I do believe he is a bit too loyal in some respects, (see Hughes and Garcia) but in all he’s not made things much worse in his actions, especially since we don’t know exactly what he is being told to do from the Yankees’ brass. In all, Girardi has done an admirable job maintaining an even keel despite the frustrations he must be enduring.
OUTLOOK – REMAINDER OF SEASON
For me, it all comes down to pitching. The question is this; can three of their pitchers be above average from here out? The team cannot succeed with one or two superior starters. Without that the Yankees are going to have a tough time winning and making the postseason. If general manager Brian Cashman has to make a move outside the organization or move someone up within it, he’s going to have to make that decision soon.
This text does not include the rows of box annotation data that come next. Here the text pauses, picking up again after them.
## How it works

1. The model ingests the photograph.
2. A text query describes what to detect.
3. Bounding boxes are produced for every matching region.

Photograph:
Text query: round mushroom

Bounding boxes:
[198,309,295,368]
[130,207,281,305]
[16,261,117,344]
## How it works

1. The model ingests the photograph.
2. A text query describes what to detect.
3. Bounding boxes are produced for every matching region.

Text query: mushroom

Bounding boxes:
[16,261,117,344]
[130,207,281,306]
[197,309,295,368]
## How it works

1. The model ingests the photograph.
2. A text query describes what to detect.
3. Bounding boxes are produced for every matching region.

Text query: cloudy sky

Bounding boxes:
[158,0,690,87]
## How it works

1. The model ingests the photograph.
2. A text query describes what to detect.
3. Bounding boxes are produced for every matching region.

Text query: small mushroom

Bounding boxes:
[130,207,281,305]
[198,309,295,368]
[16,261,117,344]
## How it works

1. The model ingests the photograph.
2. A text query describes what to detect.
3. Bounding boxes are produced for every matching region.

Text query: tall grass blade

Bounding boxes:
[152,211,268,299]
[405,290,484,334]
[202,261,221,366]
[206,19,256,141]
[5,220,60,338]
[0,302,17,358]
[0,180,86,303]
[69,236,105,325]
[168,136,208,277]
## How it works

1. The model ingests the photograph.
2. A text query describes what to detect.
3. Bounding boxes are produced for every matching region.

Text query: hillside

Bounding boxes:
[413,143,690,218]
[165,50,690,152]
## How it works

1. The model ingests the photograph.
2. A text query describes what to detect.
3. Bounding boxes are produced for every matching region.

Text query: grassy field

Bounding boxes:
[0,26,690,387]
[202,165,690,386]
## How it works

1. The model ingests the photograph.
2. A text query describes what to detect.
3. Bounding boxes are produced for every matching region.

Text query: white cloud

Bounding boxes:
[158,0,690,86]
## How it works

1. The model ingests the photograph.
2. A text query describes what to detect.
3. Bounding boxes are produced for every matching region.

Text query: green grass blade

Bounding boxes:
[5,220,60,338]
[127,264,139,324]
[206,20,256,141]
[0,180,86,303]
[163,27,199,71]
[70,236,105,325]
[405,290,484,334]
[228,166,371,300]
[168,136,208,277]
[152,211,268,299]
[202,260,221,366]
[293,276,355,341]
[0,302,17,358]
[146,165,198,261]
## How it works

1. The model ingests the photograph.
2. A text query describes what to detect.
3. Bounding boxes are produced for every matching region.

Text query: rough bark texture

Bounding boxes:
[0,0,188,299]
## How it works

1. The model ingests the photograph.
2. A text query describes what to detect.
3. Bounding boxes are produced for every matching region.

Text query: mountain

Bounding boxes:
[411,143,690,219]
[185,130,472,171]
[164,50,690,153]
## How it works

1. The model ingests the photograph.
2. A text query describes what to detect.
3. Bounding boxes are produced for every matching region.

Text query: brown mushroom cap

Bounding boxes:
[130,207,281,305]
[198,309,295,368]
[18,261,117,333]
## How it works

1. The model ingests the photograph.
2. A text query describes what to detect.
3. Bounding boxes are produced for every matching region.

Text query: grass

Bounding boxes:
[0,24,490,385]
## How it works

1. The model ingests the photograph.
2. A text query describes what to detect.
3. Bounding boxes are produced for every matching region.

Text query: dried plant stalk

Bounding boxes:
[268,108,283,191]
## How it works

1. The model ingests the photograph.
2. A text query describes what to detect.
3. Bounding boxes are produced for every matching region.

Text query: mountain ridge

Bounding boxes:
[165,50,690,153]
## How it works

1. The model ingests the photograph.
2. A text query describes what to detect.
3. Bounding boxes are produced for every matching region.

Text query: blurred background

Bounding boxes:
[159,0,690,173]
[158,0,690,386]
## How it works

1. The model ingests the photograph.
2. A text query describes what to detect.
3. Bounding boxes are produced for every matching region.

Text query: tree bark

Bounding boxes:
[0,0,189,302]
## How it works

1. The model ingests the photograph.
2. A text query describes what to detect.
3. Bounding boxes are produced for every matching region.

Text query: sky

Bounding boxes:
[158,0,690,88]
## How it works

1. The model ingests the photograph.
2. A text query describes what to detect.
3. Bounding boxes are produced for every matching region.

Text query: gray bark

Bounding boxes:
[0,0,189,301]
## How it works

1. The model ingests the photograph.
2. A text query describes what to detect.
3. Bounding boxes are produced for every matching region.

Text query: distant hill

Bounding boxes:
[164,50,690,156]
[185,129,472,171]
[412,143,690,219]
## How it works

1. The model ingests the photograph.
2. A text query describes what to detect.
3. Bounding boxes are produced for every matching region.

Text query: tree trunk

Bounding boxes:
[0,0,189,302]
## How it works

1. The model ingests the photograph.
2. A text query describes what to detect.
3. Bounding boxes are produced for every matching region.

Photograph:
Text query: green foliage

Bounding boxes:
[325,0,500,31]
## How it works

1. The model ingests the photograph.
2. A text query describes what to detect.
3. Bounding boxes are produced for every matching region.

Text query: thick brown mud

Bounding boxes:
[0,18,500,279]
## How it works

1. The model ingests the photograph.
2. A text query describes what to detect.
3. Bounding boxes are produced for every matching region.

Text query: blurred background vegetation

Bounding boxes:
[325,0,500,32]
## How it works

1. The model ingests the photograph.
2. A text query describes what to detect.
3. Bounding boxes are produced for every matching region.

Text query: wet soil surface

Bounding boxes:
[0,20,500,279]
Hughes is not the answer. Nova has been getting wins, but will not continue to do so giving up over five runs a game. Kuroda is not a dominant pitcher. That leaves a lot of pressure on Sabathia and Pettitte and wishful thinking beyond that.
The offense has run into some hard luck which I feel is going to change soon enough. They’ll eventually run a hot streak as a group which will make us forget all of this RISP talk. Getting Gardner back into the lineup is key and should provide a big boost. His presence in the lineup will jumpstart the offense’s ability to generate runs so they do not have to wait for the long ball to carry them.
Once Robertson comes back and assuming he is healthy, the bullpen should continue to be a strength. It is uncertain where Girardi will place Robertson and Soriano as far as the eighth and ninth innings are concerned, but this is a good issue to have.
The rest of the American League East has given the Yankees a chance to hang around. The Bombers have had one small stretch where they looked to be the team we expected to contend for the division title. They are fortunate to be in the position they currently find themselves heading into the final four months of the regular season. There is a lot of baseball yet to be played, and hopefully the best of what the Yankees have to offer in 2012 has yet to come.